Chatter first got an airing at the Dreamforce global customer gathering in San Francisco last month where it was well received by the audience. The same seemed to be true in London, although some audience members did question aspects of the pricing model, specifically the straight substitution of a $ for a £ sign between San Francisco and London. For all that, certain flagship customers at the event in London could clearly see the potential of the new offering.
A hot topic
This may not be that surprising as Salesforce.com has tapped into a hot topic. “The melding of social media and CRM is a hot topic and makes the release of Chatter timely,” reckoned Aphordite Brinsmead of research house Ovum. “Enterprises are constantly looking to use social networking in the business environment, and Chatter offers a way to do this. It is currently undetermined whether Chatter is more than a glorified content management system, but it is clear that employees need better collaboration tools and that social networking, like Cloud Computing, is here to stay.”
So it's an offering that will make organisations pay attention to the sales pitch. But there will also be barriers to adoption in the way, warned Brinsmead. “Enterprises will face challenges adopting Chatter,,” she noted. “They already have issues with limiting the time employees spend on social networks.
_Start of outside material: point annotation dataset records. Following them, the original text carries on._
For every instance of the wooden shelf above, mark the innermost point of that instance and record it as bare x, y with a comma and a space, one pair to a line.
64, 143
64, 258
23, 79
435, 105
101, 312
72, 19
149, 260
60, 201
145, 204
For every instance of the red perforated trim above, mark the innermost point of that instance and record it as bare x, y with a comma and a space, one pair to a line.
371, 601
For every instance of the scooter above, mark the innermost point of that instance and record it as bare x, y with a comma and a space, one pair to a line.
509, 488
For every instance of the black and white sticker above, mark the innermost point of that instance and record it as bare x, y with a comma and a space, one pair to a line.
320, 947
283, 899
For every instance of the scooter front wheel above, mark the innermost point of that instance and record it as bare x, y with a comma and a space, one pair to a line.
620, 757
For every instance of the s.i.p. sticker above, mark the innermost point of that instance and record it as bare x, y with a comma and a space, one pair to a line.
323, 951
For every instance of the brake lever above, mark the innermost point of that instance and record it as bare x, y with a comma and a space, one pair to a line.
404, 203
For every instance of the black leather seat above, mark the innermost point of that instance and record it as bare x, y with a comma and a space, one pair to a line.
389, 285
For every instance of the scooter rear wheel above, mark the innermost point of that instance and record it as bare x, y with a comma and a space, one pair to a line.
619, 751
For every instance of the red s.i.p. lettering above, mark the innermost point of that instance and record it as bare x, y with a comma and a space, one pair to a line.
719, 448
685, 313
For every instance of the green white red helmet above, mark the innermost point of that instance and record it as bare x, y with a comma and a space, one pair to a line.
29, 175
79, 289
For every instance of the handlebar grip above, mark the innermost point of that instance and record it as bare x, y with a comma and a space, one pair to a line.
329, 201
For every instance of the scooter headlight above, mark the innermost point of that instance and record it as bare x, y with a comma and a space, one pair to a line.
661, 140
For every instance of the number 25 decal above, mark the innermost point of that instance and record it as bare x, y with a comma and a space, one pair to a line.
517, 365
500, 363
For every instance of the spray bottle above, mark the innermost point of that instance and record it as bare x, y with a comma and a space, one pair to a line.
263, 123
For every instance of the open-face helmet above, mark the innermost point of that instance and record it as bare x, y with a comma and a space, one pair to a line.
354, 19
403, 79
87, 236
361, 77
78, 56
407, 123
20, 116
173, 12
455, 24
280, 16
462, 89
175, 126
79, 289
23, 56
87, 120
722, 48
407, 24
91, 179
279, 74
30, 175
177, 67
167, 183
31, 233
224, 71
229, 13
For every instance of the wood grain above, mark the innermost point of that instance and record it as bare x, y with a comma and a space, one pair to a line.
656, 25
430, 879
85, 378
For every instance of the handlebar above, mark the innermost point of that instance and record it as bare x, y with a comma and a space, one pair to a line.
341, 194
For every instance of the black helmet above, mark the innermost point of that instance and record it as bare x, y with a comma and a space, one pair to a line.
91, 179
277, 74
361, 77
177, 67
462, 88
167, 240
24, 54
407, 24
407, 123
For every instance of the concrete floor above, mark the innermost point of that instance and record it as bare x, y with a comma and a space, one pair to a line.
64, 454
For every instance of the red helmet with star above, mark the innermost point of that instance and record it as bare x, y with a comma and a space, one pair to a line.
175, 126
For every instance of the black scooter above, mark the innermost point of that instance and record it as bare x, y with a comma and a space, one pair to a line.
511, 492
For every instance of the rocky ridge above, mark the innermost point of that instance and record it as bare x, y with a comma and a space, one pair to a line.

Chatter potentially adds another outlet for staff to waste time and could be misused.”
But the key concern will be managing and controlling access to information. “The solution allows administrators to assign feeds and updates as private or public for certain user groups, increasing their workload and training needs,” said Brinsmead. “Enterprises may find it difficult to track information that employees should have access to, particularly in the contact centre where there is often high staff turnover and sensitive customer information.
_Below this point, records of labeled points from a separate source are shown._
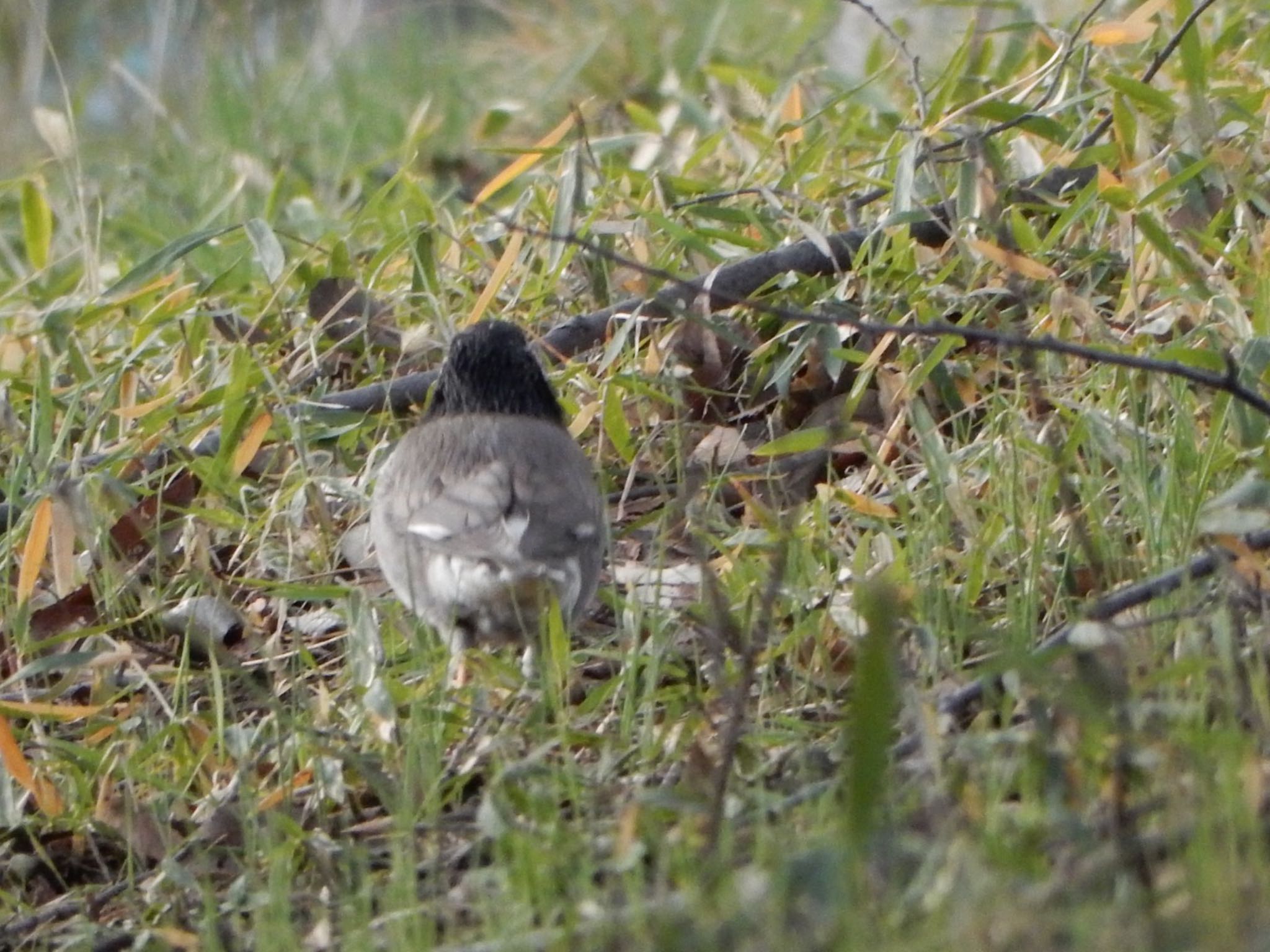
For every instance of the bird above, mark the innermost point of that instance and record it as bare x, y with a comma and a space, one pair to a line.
488, 507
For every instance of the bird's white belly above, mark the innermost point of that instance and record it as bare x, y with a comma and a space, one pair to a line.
493, 601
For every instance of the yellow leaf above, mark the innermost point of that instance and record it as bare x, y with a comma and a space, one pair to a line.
135, 410
586, 414
1013, 260
63, 537
866, 506
791, 115
498, 277
36, 549
1147, 11
19, 769
1121, 32
13, 353
127, 390
525, 162
177, 938
42, 708
252, 441
1108, 179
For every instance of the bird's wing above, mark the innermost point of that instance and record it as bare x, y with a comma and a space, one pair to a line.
525, 496
553, 487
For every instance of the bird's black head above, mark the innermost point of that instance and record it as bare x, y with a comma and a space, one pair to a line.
492, 371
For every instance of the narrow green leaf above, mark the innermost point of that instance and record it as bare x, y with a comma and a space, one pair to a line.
1041, 126
906, 173
796, 442
1160, 239
37, 223
1142, 93
874, 705
164, 258
615, 423
269, 250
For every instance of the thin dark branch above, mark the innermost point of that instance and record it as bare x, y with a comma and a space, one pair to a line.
1202, 566
722, 293
1156, 64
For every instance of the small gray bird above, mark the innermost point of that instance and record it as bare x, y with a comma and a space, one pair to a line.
489, 505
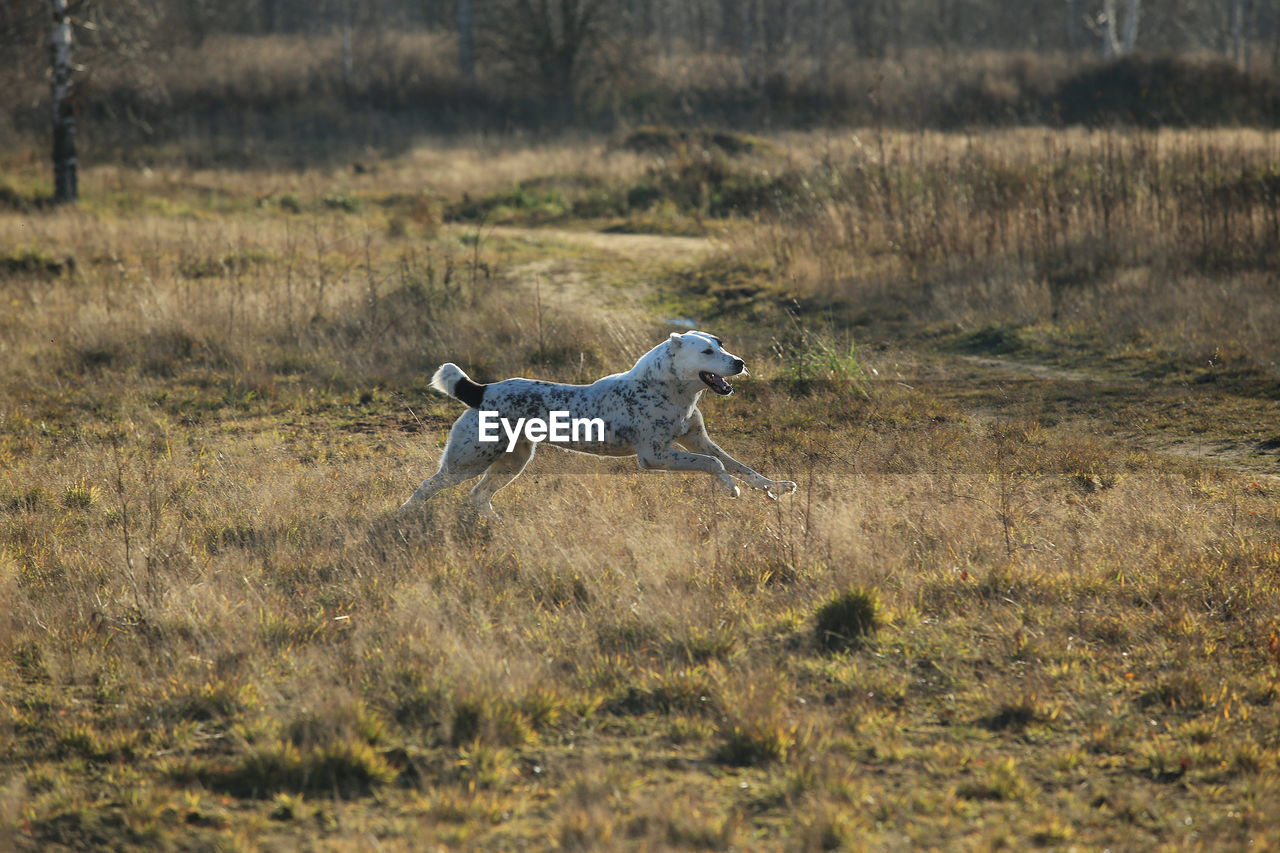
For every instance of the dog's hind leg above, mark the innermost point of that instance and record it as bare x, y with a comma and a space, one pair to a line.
465, 457
502, 473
“Although Chatter will be free for current Salesforce.com users, the real value in collaboration tools is inclusivity. Topic experts and back-office staff need access to participate. Salesforce.com clearly wants to expand into the rest of the enterprise, but its provisional price of $50 per user per month seems high, particularly as enterprises' current priorities are around cost savings. However, pricing will likely come down before release.”
It seems likely that the main route to success for Chatter will be the integration of the technology into other applications or offerings. Indeed Jeremy Roche, CEO of FinancialForce – a spin off from accounting software giant Coda which was built on Salesforce.com's Force.com platform - spoke of his enthusiasm to get Chatter integrated with his firm's offering.
Other Chatter targets
Bidsmead can see other applications for Chatter such as being deployed to resolve complex queries where employees with specific knowledge are needed. “Agents and managers can rate each other on their areas of expertise and then be contacted if this subject area matches that of an open case,” she suggested.
But she had doubts that Chatter will make a big noise in the contact centre space as yet, noting that the demonstrations provided by Salesforce.com were all sales-centric in nature. This may lead to some interesting rivalry, she suggested. “Salesforce.com may face 'co-opetition' from Unified Communication (UC) vendors, if they add presence to Chatter as suggested by Salesforce.com,” she sugegsted. “At present Chatter doesn't integrate with the voice channel as UC does. Given that voice is still the most important channel for contact center operations, this will need to be addressed before we see strong uptake of Chatter in the contact center.
AMR Research – now being acquired by Gartner – sees the collaboration message as the strongest selling point for the new offering. “E-mail is not a collaboration platform,” noted analyst Bruce Richardson. “Because I sent you an e-mail asking for help or requesting that you perform a specific activity or set of tasks, that doesn’t guarantee that you’re even going to read my message. That’s not collaboration. In the old days that would be called “shifting the monkey.
“If Marc Benioff is right about Chatter adoption, I’ll bet that a large percentage of internal e-mails will shift from Outlook to his new cloud offering. The ease of using Facebook and Twitter will make it a preferred collaboration platform compared to SharePoint, and an alternative to dead intranet sites. This could easily result in a tighter relationship with Google Apps … and possibly IBM’s Lotus group, too. I hope Marc’s budgeted for a lot of new storage.”